Graeme Grant has designed an exhilarating layout that makes for intimidating and uncomfortable golf. There are up to six blind approaches if out of position off the tee and three blind tee shots on the second nine. The former Kingston Heath superintendent seems to delight in the visual.
Holes two, three, four, 10 and 11 play along the coastline. The short fourth plays across a wild rocky chasm to a green woven into a little promontory. Foaming white waves crashing onto the rocky shoreline add to the theatre. Painstaking work was taken during construction to ensure the surf spray wouldn’t damage the green.
The downwind 10th is just as breathtaking with a longer carry across water to a seaside green. Visible from the temporary clubhouse, it’s the most photogenic hole on the entire layout with a vivid colour contrast between the native fescues and an expansive ocean.
In places, Ocean Dunes resembles extreme golf, like a wild rollercoaster ride in an amusement park. It has tight turns and steep slopes to titillate the senses. No better is this illustrated than the 13th, an uphill par 4 of 271 metres that plays towards a green perched near the top of a towering sand dune. Yet on the very next hole is a ridiculously short par 3 of 126 metres with a vertical drop of 20 metres.

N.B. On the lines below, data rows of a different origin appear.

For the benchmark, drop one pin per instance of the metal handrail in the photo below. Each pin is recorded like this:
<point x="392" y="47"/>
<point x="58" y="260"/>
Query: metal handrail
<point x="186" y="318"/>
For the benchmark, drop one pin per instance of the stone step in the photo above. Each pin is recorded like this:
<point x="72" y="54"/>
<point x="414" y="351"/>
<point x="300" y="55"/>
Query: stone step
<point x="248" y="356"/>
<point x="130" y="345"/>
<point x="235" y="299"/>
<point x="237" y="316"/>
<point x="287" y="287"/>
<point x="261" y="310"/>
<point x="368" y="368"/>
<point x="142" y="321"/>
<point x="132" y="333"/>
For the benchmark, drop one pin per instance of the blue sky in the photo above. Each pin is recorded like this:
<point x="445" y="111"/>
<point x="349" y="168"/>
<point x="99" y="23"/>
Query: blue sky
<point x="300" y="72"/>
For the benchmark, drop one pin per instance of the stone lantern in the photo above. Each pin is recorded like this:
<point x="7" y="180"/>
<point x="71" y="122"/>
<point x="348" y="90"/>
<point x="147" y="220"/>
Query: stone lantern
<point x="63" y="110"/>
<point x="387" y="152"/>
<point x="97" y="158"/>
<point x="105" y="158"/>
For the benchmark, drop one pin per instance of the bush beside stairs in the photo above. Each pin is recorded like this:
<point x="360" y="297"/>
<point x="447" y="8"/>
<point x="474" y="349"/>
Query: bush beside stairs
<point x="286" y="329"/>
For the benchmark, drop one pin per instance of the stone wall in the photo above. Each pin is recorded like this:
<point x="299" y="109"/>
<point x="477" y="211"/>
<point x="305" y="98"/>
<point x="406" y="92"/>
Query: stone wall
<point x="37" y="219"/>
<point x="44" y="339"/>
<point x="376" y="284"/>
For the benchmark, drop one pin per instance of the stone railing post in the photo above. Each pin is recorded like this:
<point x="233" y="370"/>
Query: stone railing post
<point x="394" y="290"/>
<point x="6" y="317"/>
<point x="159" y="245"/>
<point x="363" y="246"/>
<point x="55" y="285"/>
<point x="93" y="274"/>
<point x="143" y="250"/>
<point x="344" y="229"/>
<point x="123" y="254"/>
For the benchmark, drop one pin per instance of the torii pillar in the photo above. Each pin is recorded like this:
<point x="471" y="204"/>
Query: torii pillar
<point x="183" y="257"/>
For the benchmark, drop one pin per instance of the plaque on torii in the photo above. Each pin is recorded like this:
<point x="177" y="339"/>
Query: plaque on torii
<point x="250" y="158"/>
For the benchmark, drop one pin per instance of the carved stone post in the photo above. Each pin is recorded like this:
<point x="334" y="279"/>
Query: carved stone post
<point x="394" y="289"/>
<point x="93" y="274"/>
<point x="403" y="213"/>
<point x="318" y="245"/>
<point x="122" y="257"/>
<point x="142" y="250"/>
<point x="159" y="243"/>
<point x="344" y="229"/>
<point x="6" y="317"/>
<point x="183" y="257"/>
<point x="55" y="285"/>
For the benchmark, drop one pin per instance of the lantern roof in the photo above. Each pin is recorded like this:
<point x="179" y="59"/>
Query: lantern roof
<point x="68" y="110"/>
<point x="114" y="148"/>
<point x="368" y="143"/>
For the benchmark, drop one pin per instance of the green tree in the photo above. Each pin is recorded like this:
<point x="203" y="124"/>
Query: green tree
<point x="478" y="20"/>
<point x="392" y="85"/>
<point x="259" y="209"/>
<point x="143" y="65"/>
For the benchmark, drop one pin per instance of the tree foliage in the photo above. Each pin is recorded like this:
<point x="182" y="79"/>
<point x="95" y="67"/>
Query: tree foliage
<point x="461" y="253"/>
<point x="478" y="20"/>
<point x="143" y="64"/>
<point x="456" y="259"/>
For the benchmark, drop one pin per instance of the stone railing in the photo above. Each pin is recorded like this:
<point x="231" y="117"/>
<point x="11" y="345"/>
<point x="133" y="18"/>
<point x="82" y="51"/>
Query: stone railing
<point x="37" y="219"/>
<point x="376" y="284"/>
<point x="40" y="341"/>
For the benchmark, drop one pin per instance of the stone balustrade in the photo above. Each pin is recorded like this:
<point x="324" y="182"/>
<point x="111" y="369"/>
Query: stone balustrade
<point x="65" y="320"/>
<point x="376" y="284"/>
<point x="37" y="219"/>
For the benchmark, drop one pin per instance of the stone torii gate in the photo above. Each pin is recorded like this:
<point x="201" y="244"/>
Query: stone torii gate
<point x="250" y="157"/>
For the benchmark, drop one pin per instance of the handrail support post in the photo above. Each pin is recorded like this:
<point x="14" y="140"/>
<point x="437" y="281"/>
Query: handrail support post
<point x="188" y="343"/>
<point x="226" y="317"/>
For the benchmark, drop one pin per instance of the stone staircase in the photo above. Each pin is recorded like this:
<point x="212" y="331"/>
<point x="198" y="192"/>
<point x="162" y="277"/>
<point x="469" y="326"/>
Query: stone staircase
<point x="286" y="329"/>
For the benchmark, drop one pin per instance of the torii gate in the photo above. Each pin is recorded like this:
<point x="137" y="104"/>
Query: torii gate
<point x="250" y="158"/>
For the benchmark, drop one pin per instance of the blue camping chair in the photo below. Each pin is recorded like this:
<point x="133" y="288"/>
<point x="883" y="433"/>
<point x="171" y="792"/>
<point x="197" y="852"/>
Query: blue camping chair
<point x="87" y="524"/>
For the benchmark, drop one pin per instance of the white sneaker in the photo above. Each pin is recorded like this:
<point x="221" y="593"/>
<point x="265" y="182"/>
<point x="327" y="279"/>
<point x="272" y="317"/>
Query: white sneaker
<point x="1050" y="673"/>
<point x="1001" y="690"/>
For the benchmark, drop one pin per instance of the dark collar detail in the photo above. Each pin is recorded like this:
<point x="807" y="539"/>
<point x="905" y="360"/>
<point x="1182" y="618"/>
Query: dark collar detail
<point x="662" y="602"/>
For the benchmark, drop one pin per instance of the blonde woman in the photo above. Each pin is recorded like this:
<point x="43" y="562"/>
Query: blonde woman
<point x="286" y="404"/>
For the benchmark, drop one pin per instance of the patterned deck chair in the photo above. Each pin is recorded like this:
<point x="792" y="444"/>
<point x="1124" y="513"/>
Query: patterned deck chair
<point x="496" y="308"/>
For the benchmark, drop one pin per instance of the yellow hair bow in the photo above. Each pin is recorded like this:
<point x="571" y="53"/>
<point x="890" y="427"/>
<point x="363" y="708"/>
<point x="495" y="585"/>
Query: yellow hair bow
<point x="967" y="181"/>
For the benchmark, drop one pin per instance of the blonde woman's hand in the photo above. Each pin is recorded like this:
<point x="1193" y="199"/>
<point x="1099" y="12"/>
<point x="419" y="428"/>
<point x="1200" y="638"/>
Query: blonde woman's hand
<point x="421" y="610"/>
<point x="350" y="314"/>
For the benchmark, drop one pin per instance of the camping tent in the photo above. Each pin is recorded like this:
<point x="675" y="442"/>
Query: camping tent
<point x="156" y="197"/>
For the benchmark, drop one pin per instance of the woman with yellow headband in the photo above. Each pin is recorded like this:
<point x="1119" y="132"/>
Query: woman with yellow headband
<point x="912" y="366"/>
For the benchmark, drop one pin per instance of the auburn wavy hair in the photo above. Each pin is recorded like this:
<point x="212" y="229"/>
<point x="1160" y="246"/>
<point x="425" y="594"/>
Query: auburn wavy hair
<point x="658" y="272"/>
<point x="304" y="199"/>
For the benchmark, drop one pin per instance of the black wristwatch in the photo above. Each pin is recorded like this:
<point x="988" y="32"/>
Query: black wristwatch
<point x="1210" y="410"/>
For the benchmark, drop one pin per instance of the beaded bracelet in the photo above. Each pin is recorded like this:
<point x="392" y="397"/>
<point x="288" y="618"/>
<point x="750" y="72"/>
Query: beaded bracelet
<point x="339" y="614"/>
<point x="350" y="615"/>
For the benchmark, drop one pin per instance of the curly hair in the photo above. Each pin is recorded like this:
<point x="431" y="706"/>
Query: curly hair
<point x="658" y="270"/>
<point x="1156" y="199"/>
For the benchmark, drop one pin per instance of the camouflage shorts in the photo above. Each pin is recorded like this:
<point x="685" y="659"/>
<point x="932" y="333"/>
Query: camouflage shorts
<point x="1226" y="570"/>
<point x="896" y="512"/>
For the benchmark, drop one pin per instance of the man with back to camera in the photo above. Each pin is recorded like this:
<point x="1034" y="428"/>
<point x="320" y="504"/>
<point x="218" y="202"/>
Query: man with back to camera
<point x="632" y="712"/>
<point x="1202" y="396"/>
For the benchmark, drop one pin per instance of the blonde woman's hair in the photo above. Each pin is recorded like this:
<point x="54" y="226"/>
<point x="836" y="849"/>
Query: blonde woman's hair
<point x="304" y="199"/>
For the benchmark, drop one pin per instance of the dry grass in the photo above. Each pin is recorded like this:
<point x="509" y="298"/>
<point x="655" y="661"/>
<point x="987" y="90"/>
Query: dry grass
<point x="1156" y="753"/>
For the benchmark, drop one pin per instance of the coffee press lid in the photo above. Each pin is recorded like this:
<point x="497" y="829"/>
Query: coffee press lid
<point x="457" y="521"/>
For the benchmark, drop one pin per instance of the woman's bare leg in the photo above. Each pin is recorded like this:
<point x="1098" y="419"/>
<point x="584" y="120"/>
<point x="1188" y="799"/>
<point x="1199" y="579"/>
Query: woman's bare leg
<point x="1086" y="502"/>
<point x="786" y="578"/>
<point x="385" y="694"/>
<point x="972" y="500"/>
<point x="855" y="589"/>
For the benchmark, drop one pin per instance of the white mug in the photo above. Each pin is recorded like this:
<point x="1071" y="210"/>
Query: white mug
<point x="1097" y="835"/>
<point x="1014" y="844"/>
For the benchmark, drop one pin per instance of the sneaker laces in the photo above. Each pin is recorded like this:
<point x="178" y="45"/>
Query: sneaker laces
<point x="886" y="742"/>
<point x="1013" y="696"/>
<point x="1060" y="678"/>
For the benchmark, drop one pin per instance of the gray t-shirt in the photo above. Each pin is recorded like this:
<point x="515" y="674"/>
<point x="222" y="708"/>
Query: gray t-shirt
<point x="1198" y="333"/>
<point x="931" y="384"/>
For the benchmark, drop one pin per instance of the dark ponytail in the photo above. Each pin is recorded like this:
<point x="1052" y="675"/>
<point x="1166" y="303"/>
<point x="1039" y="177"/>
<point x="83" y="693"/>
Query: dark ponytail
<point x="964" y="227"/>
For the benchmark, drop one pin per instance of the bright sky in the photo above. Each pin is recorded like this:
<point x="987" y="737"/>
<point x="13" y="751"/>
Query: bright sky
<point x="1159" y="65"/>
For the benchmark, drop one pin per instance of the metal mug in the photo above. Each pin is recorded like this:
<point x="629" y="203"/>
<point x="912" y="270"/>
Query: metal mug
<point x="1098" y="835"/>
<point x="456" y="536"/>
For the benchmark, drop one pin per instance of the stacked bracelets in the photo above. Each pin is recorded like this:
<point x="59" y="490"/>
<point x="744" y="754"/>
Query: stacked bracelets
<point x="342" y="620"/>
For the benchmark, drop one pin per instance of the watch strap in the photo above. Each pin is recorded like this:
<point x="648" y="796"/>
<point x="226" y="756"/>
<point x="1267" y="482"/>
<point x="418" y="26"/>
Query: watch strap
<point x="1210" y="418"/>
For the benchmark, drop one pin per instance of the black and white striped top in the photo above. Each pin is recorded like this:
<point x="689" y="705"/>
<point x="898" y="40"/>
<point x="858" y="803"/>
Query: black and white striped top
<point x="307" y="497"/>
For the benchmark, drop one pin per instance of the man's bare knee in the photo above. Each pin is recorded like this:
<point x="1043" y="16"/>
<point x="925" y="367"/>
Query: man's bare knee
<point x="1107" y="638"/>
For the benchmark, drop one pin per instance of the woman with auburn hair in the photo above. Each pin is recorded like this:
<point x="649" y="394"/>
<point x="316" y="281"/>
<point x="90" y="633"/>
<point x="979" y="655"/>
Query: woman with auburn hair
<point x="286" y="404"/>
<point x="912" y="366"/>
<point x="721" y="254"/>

Certain holes are an acquired taste and may take several rounds to appreciate. For instance, the par-4 sixth has a semi-blind tee shot down to a two-tiered fairway with an obscured approach (depending on the route) to a punchbowl green.
Four sets of tee markers – Black Stone (6,351 metres), Light Stone (6,003 metres), Lime Stone (5,445 metres) and Abalone (4,947 metres) – cater for golfers of various abilities. It pays to be conservative off the tee unless confident with the driver. And shot-makers will better appreciate the premium that Ocean Dunes places on accuracy and strategy.
In another point of difference with its King Island sibling, Ocean Dunes features bentgrass rather than fescue greens. Regarded as the purer form of turf, the MacKenzie/Mariner creeping bentgrass enables the putting surfaces to run as fast as 10 or 11 on a Stimpmeter reading.
From a design perspective, bent is more receptive for an aerial type of game that is demanded at Ocean Dunes where the greens are more heavily bunkered at the front.
Interestingly, Grant has shown a knack for designing ‘infinity’ greens on the third, eighth and 13th holes. With approaches from the fairway, the putting surface appears to sit on the horizon so the edge of the green falls away and merges with the ocean or sky. This vanishing act gives the impression the green is at the end of the earth.
And that’s a point in itself. With its remote location, Ocean Dunes is one of the southernmost great golf courses on the planet. Undoubtedly, it would baulk at the suggestion it’s riding on the coattails of Cape Wickham. But the reality is that Ocean Dunes needs Cape Wickham and vice versa.
This fine pair of siblings has put Australia, Tasmania and King Island on the radar of the world’s golfers.